Smoking in Bars

Published in the Hollister Free Lance, November 16, 1998
Dear Editor:

He's BAAACK. In the November 9 Free Lance, Daniel Maese is criticizing the enforcement of the California Smoke-Free Workplace Law. It's unfortunate that he doesn't understand the law.

For example, he says "People who choose to go to a bar that permits smoking should be aware of such. If they oppose smoking, select a bar that prohibits it." There are several things wrong with this statement.

First, the statement implies Mr. Maese is telling patrons to go to non-smoking bars. However, the law was not meant (at least not directly) to protect bar patrons, but to protect bar workers. Major clue -- it's called the Smoke-Free WORKPLACE law. Statistics I've heard claim working eight hours in a smoky bar is equivalent to smoking a pack of cigarettes. Or doesn't Mr. Maese believe that second-hand smoke kills?

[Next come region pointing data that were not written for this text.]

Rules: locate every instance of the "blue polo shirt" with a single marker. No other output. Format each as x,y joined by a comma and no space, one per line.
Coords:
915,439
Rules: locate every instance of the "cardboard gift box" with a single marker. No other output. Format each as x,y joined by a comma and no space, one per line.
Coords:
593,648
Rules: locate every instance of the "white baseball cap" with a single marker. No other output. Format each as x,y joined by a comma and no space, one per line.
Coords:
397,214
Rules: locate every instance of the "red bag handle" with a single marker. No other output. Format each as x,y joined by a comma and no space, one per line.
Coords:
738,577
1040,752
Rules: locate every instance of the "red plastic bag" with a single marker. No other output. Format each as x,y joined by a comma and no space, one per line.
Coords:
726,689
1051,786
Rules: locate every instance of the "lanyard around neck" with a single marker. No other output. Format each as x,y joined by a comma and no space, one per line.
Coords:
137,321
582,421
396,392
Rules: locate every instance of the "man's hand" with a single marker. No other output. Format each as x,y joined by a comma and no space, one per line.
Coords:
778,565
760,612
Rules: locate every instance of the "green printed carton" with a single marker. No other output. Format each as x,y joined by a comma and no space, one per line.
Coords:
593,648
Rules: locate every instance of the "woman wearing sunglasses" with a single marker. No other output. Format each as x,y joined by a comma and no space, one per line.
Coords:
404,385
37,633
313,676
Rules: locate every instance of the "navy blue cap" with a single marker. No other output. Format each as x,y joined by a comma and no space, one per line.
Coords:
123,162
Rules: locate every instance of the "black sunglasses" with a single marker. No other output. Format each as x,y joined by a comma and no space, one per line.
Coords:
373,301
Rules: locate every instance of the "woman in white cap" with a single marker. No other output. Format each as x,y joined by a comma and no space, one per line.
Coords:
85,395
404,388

Second, why does Mr. Maese only seem upset when the law applies to bars? The law had previously been applied to almost all other businesses in California. Is he advocating that the law be completely repealed? If not, why is a bar worthy of an exemption. A bar is still a workplace.

Third, even assuming Mr. Maese's false assumption about who the law is protecting, finding a smoke-free bar was probably more difficult than he claims. Before the law was applied to bars, how many bars in San Benito County prohibited smoking?

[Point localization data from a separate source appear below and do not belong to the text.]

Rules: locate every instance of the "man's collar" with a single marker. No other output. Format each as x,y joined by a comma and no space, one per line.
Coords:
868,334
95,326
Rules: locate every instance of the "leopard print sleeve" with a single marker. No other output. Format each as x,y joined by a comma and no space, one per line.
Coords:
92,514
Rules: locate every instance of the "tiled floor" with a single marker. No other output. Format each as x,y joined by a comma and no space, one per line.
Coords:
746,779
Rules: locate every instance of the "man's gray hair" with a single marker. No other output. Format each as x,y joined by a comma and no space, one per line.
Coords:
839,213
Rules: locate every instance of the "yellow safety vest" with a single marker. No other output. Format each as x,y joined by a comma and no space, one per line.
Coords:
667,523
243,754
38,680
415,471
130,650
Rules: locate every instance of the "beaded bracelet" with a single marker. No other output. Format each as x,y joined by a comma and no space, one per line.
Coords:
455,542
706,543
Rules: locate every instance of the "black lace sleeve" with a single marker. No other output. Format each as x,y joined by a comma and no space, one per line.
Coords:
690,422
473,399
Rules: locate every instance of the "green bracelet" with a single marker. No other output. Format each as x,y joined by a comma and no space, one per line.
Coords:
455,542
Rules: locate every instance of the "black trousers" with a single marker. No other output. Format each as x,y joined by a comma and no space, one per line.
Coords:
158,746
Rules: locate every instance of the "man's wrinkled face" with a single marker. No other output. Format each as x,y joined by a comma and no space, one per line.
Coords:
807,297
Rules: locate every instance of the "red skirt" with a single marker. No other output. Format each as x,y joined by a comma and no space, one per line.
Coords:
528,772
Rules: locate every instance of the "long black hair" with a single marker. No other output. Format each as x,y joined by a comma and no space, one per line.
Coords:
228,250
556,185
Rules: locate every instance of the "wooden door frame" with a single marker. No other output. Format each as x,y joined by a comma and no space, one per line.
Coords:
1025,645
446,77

If the answer is "zero", then claiming patrons could select a bar that prohibited smoking is disingenuous. It's along the lines of saying smokers can fly an airline that allows smoking. (Of course, perhaps Mr. Maese thinks smoking should be allowed on airplanes, too.)

I'll also bet that, in most places, it was a lot easier for a smoker to step outside to smoke than it was to find a non-smoking bar.

Mr. Maese also makes the ridiculous analogy that smoking is bad for you, but so is eating high-fat food and breathing air in some cities, implying those aren't regulated. He again misses several key points.

First, the issue isn't that smoking is bad for the smoker; the issue is that second-hand smoke is bad for non-smokers. Eating high-fat food may be bad for someone, but it doesn't threaten to kill anybody but the eater. If somebody wants to smoke, that's their choice, but they have no right to force me to smoke (even second-hand).

Second, his claim that breathing air in some cities is bad for people just serves to refute his analogy. Has Mr. Maese heard of clean air laws? Why does he think they exist? Could it be so people can breathe better, safer air? The analogy to preventing smoking in workplaces seems too obvious.

Of course, perhaps Mr. Maese feels clean air laws are just more government meddling. As I recall, Mr. Maese used to live in the Los Angeles area. I wonder if he supports repealing the anti-smog laws down there. After all, people can just find another place to live....

At the end of his letter, Mr. Maese gives local government a list of items to fix. I guess he doesn't see how those could be seen as government meddling in personal business. Let me help.

1. Control traffic around schools -- Hey, don't mess with my "right" to drive as fast as I want! If parents think traffic is too fast near their school, they can home school their children or send them to a different school.

2. Fix the roads -- As he mentioned Measure J, if fixing roads includes widening Highway 25, perhaps he doesn't realize the government will have to take (buy really, but some people don't view it that way) private property to build that road on. Keep off of my property!

3. Control growth -- Hey, don't tell me where I can and can't live, Mr. Maese! If you think there's too much growth here, you can always move somewhere else.

4. Increase police and fire protection -- Hey, get that government off my back! If I want to steal something, vandalize something, or kill someone, too bad. Move out of my "business area" if you don't like it.

Seriously, I have no problems with Mr. Maese's priorities. They represent legitimate governmental functions -- just like regulating public health by limiting public (note the key word -- "public") smoking does.